HARLEY-DAVIDSON: DOG

Riding a motorcycle is fun – until you hit a rock and go hurtling over the handlebars. Shares of Harley-Davidson had a scary wipeout of their own after the maker of iconic motorcycles posted a 1.3-per-cent drop in first-quarter retail sales, hurt by deep discounts on European and Japanese bikes. With Harley refusing to cut prices and instead trimming shipments to reduce inventories, investors might want to try a different mode of transportation.

HOG (NYSE), $57.23 (U.S.), down $3.37 or 5.6% over week



RIDLEY: STAR

Now that’s what you call bellying up to the trough. Shares of Ridley – which sells a wide range of feed and nutritional supplements to livestock and poultry producers – were looking plump and well fed after the Minnesota-based, Canadian-listed company agreed to be acquired by privately-held Alltech of Lexington, Ky., for $40.75 a share or $521-million. Shareholders are happier than a pig rolling around in $50 and $100 bills.

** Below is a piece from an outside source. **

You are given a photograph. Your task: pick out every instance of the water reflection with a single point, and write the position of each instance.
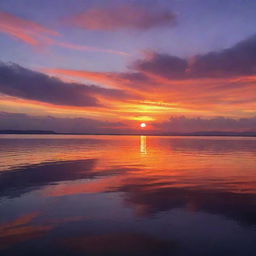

RCL (TSX), $40.41, up $6.69 or 19.8% over week



HASBRO: STAR

Business quiz! Which of the following is not an actual Transformers toy made by Hasbro?

a) Steeljaw;

b) Strongarm;

c) Thunderhoof;

d) Butthead.

Answer: d.

Lifted by double-digit sales growth in both the “boys” division, which includes Transformers and Nerf, and in the preschool category, which includes Transformers Rescue Bots and Play-Doh, Hasbro posted higher-than-expected revenue and earnings in the first quarter. This stock’s not toying around.